By March 7th, 1945 all bridges but one across the Rhine River had been blown. The Ludendorff Bridge at the town of Remagen, a pedestrian and railway crossing of some yards had been wired for demolition by the German engineers. However, none of the Germans could detonate the charges before the 9th Armored Divison seized the bridge at the base of Victoria Mountain. On the west bank of the Rhine, Remagen was a town of approximately 5800 civilians. After hearing about the capture of the bridge, the 47th Infantry Regiment was ordered south as it was closest to the area. After a 9 hour forced march over rugged terrain during a rainy ink black night the men arrived at Remagen.

25 years old Lieutenant Colonel Maness deployed his 2nd Battalion over the Rhine Bridge. Crossing against heavy artillery and small arms fire, the 47th Infantry Regiment men became the first Infantry unit to battle across the Rhine River. Many of them would be casualties during the fighting that lay ahead. As the Raiders moved on, German Panzer units from the north approached, delivering heavy resistance to the Ninth men.  The German troops controlled the heights overlooking the bridge. Enemy planes and artillery locked in on the bridge tried desperately to destroy the bridge. The fire onto the bridge was so heavy that American medics had to evacuate wounded men in small boats over the River.  For six days and six nights the bridge was under control of the Allies. American Military Police men performed miracles directing the constant flow of traffic, under murderous fire. When one MP fell, another man took his place. Signal and Communication men also performed miracles, succeeding to establish and maintaining a workable communication link between the bridgehead Command Post and the Headquarters of 8 Infantry Regiments on the far side of the Rhine, and 17 Artillery Battalions on the other side.  The Ludendorff Bridge at Remagen finally collapsed 10 days after it was capture, on March 17th, 1945.

9th-Armored-Division-Troops-Jeep-Ludendorff-Bridge-Remagen-45

Men of the 9th Infantry Division and 9th Armored Division near the Ludendorff Bridge in Remagen, Germany, March 1945

Throughout March 14th and 15th the Ninth Infantry Division battled for the last of the heights villages, and 10 days later, the stage was set for a final last drive. Between April 2nd and April 5th, 3rd Battalion 47th Infantry Regiment captured three towns and took 270 prisoners and hundreds of small arms and automatic weapons, destroyed four enemy tanks, annihilated one Infantry Battalion and elements of two others.

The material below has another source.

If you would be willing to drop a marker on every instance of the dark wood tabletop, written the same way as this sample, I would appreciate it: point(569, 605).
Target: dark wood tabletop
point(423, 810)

In March 1945, the 9th Infantry Division received its first Negro troops when one platoon was assigned to several Companies. They were all volunteers and soon demonstrated that they were excellent soldiers. In April, the Old Reliables surged across Germany, cutting the Cologne – Frankfurt Autobahn and taking the walled city of Zulpich. They joined the reduction of the Ruhr pocket and cleared out several cities and villages. On April 25th 1945 the 9th Infantry Division relieved the 3rd Armored Division along the Mulde River near Dessau, and held that line until VE-Day, Victory in Europe.